To test the invention, Coret and Slen went to the top of the Blackcomb glacier. Still completely unsure if the pad was fit to ride, Slen took a deep breath, sailed off a jump, landed on the pad—and slid down it perfectly. By the end of the year the inventors patented their design, formed a company (Katal Innovations, named for a unit of catalytic activity), and began looking for someone who knew how to build large inflatables. They settled on a company that makes custom bouncy castles.

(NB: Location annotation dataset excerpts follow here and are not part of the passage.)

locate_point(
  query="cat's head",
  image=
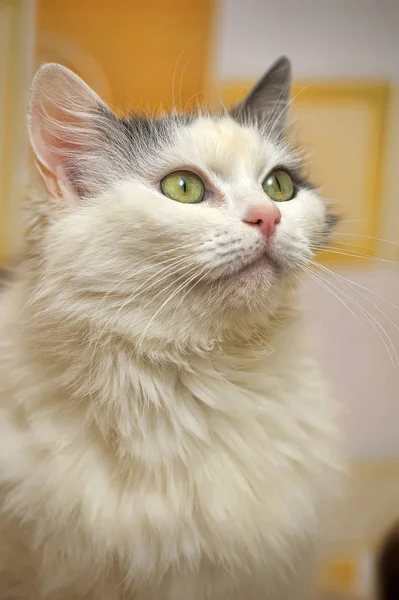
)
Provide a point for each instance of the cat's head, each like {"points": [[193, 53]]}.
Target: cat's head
{"points": [[179, 228]]}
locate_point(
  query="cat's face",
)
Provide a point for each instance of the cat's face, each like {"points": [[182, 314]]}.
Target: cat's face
{"points": [[175, 228]]}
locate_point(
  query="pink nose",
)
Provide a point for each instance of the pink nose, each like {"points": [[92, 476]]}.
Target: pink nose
{"points": [[265, 216]]}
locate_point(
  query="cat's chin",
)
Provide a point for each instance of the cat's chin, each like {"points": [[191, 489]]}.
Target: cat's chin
{"points": [[261, 268]]}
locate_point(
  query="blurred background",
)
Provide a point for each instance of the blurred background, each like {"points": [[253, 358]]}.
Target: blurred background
{"points": [[142, 54]]}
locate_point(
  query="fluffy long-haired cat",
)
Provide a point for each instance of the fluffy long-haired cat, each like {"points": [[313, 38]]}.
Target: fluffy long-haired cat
{"points": [[164, 434]]}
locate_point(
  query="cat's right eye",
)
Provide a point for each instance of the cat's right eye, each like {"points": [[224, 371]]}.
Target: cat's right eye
{"points": [[183, 186]]}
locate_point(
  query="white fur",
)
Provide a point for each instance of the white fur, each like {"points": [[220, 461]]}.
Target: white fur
{"points": [[163, 433]]}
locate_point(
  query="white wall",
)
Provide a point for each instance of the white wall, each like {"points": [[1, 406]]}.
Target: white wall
{"points": [[353, 356], [323, 38]]}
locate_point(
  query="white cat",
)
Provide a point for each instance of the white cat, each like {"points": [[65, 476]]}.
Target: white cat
{"points": [[163, 433]]}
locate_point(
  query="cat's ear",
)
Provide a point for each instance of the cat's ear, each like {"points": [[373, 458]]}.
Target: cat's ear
{"points": [[269, 99], [65, 122]]}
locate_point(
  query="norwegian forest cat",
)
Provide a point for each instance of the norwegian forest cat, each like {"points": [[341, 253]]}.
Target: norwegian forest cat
{"points": [[164, 434]]}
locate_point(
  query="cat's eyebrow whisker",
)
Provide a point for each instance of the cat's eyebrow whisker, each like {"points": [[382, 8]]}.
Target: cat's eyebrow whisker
{"points": [[353, 283], [381, 331], [366, 237], [354, 254], [114, 315]]}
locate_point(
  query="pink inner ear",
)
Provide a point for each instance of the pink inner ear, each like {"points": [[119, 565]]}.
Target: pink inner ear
{"points": [[60, 123]]}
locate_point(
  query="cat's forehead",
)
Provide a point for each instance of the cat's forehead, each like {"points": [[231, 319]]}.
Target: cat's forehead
{"points": [[225, 146]]}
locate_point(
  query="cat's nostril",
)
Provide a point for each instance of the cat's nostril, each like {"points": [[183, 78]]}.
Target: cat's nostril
{"points": [[264, 216]]}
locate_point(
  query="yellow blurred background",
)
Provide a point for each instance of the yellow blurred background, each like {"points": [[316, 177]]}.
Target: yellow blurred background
{"points": [[176, 53]]}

But the new models didn’t have the amount of give that made the first version safe and rideable. “We had to pull out the old prototype and have our friends jump on it while we analyzed why it was working,” Slen says. It turned out that the pad didn’t dump air the way they had thought. In their field tests, the prototype’s valves had released some air upon inflation, so when a rider jumped on it there was immediately “some cushioning movement,” Coret explains. That slight, unintentional deflation was crucial to the design. To replicate it, the inventors used blowers and vents in the new version to continuously add and release air.
Within a year after Coret and Slen had finished their new models, Canadian officials called the pair to a meeting to ask them to use the Katal pad in the opening ceremony of the Vancouver Winter Olympics. It was a triumphant moment, and in the past year Katal pads have been demoed in Alberta, California and Colorado. “We had it on the mountain for five months, and there was big buzz surrounding it,” says Bryan Rooney, the manager of racing, terrain parks and special events on Vail Mountain, “X Games gold medalists and Olympians were lining up. It is a different animal than other airbags.”